Certains politiques, indignés de cette « trahison envers l’hellénisme », comme Isocrate à Athènes, n’eurent de cesse qu’ils ne fissent se lever en Grèce les flambeaux de la vengeance : la croisade de libération dont ils voulaient se fit au prix de la soumission de la Vieille Grèce à la Macédoine, quand Philippe, puis Alexandre* prirent en compte leurs querelles.

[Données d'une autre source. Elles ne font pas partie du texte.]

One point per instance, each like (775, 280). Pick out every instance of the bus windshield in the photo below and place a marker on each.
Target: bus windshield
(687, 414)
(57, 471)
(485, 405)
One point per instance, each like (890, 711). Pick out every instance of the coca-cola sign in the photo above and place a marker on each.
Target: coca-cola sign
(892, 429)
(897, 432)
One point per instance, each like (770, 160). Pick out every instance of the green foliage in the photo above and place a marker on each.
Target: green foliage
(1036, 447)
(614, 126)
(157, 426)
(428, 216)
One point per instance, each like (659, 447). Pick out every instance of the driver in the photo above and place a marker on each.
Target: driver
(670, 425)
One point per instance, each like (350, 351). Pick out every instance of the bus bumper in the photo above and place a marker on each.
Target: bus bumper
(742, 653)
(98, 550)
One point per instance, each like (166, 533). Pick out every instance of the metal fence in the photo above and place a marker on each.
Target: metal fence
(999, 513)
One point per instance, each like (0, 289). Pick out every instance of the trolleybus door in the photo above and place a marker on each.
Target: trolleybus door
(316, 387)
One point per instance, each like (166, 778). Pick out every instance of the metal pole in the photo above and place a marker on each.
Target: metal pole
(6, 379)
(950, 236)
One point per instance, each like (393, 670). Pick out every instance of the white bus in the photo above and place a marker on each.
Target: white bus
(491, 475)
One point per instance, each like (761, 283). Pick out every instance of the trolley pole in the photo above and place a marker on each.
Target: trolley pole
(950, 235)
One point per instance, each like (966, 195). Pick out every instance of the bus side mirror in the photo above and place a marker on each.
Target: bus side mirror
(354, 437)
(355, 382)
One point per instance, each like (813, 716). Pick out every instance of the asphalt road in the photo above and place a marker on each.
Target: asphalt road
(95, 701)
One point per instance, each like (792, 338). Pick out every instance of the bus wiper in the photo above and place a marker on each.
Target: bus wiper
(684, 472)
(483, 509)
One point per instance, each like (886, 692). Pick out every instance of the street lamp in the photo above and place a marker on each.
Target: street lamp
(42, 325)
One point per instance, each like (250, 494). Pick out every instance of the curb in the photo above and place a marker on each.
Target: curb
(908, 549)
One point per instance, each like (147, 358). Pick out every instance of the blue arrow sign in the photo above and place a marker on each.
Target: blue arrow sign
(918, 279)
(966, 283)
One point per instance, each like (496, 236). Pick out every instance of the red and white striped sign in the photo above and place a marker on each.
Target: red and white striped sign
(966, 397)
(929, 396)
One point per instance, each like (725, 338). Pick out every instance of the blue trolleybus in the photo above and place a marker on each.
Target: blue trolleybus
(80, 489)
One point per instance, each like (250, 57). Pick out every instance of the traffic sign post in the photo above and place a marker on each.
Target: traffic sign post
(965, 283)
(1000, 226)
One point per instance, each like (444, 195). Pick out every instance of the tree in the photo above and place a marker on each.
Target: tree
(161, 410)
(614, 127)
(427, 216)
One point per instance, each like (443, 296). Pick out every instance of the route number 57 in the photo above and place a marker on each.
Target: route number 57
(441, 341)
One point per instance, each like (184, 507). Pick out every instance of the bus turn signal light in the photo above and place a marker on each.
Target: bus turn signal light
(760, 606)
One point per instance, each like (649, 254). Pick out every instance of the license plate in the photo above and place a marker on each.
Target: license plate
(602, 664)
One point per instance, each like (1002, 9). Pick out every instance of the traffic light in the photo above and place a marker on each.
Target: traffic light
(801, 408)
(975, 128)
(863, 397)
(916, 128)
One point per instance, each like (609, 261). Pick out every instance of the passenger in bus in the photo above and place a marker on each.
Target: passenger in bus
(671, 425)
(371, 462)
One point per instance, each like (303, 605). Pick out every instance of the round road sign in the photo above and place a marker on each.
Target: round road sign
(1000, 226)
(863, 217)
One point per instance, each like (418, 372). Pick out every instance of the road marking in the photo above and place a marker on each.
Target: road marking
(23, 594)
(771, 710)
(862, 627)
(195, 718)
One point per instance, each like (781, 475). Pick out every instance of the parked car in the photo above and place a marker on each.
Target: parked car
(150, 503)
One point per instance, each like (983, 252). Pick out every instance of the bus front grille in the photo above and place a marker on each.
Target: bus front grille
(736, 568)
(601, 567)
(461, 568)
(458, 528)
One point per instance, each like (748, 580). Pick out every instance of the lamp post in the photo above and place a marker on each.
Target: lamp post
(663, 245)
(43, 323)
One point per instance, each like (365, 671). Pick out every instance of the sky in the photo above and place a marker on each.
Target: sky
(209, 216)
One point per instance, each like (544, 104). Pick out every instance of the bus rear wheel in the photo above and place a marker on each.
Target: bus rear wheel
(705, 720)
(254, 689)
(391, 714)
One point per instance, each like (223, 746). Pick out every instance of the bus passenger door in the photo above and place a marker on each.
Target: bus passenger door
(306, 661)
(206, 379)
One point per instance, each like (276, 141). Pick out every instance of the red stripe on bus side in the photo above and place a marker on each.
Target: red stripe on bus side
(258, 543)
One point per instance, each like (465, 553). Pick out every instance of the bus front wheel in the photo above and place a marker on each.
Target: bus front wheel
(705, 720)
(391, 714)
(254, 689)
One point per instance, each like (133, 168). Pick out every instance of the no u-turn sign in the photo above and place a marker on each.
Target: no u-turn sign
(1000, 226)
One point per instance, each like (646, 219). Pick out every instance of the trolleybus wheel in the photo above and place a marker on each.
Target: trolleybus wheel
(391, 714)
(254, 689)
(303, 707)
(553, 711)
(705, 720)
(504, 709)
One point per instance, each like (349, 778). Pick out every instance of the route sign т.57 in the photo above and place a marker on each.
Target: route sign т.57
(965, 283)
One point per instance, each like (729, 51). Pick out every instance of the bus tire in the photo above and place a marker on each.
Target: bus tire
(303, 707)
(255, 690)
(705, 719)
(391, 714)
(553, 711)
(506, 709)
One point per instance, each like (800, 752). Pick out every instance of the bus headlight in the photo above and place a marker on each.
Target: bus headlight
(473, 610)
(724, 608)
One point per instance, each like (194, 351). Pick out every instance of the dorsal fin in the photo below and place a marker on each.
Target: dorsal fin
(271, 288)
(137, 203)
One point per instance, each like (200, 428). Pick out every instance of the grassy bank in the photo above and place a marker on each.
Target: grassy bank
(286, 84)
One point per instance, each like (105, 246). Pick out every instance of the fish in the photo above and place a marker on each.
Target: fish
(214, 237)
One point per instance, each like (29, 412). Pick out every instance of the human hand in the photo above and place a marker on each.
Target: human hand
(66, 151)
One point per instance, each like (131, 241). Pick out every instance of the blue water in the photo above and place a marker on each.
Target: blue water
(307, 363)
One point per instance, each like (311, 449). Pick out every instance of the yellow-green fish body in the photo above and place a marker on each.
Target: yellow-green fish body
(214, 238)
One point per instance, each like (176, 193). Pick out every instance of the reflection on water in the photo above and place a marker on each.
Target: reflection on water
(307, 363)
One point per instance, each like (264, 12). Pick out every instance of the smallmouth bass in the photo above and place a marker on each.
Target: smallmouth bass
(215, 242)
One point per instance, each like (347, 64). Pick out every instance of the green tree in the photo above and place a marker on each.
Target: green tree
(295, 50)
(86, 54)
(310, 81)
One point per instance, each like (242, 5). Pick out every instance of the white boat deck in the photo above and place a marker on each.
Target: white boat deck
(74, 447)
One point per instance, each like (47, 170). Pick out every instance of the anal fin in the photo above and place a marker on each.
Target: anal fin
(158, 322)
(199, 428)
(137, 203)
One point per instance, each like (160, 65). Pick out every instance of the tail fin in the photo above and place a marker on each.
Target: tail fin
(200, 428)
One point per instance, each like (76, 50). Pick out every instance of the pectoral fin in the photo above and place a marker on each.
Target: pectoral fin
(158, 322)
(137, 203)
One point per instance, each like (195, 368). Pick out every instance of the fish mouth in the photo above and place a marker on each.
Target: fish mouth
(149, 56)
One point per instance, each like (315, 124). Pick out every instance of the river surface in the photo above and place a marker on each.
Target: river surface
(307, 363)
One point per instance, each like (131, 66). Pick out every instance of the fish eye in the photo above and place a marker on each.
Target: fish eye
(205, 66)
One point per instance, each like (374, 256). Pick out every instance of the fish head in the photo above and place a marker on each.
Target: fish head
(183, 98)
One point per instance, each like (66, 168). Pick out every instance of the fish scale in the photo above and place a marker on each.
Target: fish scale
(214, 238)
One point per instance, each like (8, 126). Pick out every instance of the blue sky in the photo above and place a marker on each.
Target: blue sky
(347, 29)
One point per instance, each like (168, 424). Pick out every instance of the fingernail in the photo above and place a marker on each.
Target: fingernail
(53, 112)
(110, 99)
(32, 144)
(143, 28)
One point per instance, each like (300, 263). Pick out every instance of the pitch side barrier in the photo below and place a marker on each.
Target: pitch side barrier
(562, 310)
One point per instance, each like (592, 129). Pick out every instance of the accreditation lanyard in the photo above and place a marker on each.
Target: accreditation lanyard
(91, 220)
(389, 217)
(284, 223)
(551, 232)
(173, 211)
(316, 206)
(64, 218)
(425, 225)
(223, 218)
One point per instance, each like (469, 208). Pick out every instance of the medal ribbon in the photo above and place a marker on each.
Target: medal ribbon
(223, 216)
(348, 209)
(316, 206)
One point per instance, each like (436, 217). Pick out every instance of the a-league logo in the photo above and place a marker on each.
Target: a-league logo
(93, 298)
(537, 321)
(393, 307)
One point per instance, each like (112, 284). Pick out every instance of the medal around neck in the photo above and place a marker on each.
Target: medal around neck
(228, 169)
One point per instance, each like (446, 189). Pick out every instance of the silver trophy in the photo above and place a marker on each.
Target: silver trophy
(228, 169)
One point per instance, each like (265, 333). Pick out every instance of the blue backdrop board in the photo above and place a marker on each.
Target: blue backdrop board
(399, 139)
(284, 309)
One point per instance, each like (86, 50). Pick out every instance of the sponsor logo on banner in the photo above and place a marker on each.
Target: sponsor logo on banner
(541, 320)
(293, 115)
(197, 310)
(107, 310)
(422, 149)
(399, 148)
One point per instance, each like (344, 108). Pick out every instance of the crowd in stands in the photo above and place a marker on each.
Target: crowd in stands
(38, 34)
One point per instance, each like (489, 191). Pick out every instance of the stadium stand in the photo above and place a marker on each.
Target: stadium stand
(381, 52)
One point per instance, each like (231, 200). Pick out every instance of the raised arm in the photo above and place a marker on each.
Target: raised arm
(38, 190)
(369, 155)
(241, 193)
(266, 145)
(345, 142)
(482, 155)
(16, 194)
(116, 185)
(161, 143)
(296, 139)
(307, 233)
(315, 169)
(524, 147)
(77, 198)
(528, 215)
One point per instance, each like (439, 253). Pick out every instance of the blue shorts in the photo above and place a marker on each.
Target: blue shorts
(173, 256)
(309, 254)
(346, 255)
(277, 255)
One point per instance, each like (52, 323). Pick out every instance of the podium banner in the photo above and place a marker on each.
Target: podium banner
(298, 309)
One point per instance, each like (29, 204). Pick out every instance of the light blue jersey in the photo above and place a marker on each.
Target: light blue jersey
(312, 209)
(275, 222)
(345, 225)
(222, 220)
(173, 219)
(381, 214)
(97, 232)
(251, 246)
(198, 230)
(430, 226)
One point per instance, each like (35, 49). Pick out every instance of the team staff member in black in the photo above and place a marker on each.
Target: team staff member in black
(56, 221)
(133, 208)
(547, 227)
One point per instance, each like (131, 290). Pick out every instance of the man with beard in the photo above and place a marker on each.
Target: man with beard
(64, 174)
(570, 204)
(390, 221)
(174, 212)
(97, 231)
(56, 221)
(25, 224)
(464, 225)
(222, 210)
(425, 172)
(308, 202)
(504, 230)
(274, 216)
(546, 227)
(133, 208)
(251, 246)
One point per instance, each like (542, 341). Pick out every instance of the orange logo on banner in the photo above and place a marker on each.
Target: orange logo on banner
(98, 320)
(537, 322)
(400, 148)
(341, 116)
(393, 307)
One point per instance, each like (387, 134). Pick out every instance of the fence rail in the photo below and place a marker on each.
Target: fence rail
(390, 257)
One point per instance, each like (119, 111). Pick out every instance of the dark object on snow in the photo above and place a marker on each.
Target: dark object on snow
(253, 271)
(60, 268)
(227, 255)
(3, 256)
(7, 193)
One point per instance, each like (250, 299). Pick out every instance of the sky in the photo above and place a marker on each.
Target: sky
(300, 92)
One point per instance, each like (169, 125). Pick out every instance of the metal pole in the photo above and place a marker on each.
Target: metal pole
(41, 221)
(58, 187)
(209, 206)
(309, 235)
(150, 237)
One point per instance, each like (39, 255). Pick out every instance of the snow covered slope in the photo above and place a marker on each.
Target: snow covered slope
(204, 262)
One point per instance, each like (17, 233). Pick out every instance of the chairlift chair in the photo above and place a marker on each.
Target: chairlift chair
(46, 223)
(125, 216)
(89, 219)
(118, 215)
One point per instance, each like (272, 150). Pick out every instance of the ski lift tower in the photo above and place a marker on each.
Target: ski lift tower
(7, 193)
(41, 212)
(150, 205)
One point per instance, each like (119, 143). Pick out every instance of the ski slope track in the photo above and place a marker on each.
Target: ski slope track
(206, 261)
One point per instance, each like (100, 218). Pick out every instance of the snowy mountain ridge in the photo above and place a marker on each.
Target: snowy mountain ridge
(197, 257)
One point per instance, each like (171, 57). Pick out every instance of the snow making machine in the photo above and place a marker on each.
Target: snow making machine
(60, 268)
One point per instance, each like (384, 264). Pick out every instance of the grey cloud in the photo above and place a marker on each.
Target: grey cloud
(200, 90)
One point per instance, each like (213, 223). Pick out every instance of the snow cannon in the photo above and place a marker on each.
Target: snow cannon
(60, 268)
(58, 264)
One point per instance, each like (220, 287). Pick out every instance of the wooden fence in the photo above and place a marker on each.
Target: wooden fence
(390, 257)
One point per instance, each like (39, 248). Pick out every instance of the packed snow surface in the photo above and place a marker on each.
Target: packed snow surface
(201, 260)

Les Grecs d’Asie changèrent de maître ; leur libération fut leur entrée dans l’empire d’Alexandre, puis dans les royaumes hellénistiques. Prospères souvent, les anciennes cités de la côte égéenne de l’Anatolie n’étaient plus les seules à proclamer l’hellénisme en Asie, mais, riches de fortune et d’un passé embelli par la légende et la poésie, elles en étaient sans doute encore les plus beaux fleurons. La conquête de Rome, qui fit d’Éphèse une capitale politique, ne changea guère leur situation ; la Grèce d’Asie (devenue la province d’Asie) continuait de faire rêver, de séduire et d’attirer les hommes d’affaires, les amateurs d’art et de lettres, quand la Vieille Grèce semblait bien amoindrie, qu’Antioche ou Alexandrie paraissaient encore bien lointaines.

Au-delà de la Grèce d’Asie : les colonies grecques de la mer Noire

Le passage vers la mer Hospitalière (Pont-Euxin), ainsi nommée de ce que les Grecs auraient bien voulu qu’elle fût moins terrible, était difficile. Dès le viiie s. av. J.-C., pourtant, les Hellènes s’y hasardaient pour des voyages occasionnels ; ce n’est qu’après 700 av. J.-C. qu’ils y fondèrent des établissements permanents, des cités.

Les Milésiens, d’abord, colonisèrent la côte sud, soucieux, peut-être, de loger une population trop abondante pour la médiocrité de leur territoire. Avec l’appui du roi lydien Gygês, ils fondèrent Sinope et Trapézonte, Parion, Cyzique, Abydos ; puis Amyzon et Phasis, qui drainait les richesses des monts Caucase ; ensuite Aploonie, Odessa, Tomes, aux bouches du Danube, Olbia, Panticapée, qui gardait les bouches de la mer Noire. Les Ioniens (les gens de Chios notamment) participèrent à ces expéditions, mais ce n’est qu’avec répugnance que les Grecs d’Europe suivirent ces traces. Mégare fonda au ve s. Chersonèsos en Crimée, Athènes se contenta de contrôler l’Hellespont.

Que cherchait-on en ces terres peu engageantes ? Du blé, qui pût nourrir la Grèce égéenne, du bois pour la construction navale, du poisson, que l’on vendait séché ou mariné, du métal (fer ou or), fourni par les villes du Sud.

Si les rapports des Grecs avec les indigènes sont mal connus, ce n’est sans doute pas qu’ils aient été faciles. Mais l’hellénisme fut assez fort pour parler aux civilisations scythes et planter la vigne sur les côtes de Crimée.